O livro de Sophia
Capítulo 2
Ninguém lhe havia perguntado nada desde que chegou, porém Sophia sabia que as respostas ela também almejava em sua mente.
Porém algo em especial estava acontecendo, principalmente naquele dia, Sophia sentia dentro dela que algo ruim estava para acontecer, mesmo sem saber da verdade, por algum motivo ela sabia que estava em perigo.

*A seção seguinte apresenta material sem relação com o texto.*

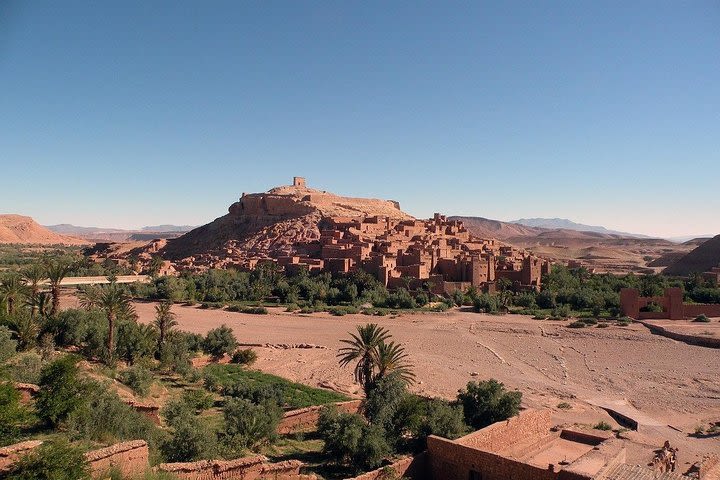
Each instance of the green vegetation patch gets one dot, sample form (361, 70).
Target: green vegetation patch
(296, 395)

Mais uma noite, Sophia está sentada na janela observando as estrelas, o breu da noite atormentando seus sonhos mais uma vez, outra noite, o mesmo pesadelo.
"Sophia, corre."
Uma loira de olhos claros fala estética para ela, enquanto é puchada para trás pelos cabelos, o homem, alto, forte, com roupas escuras e capuz aponta a arma para ela, que, ipnotizada, não sabe o que fazer, até que, uma mão a pucha para o lado, enquanto se ouve o barulho estridente de um tiro, Sophia cai e logo apaga.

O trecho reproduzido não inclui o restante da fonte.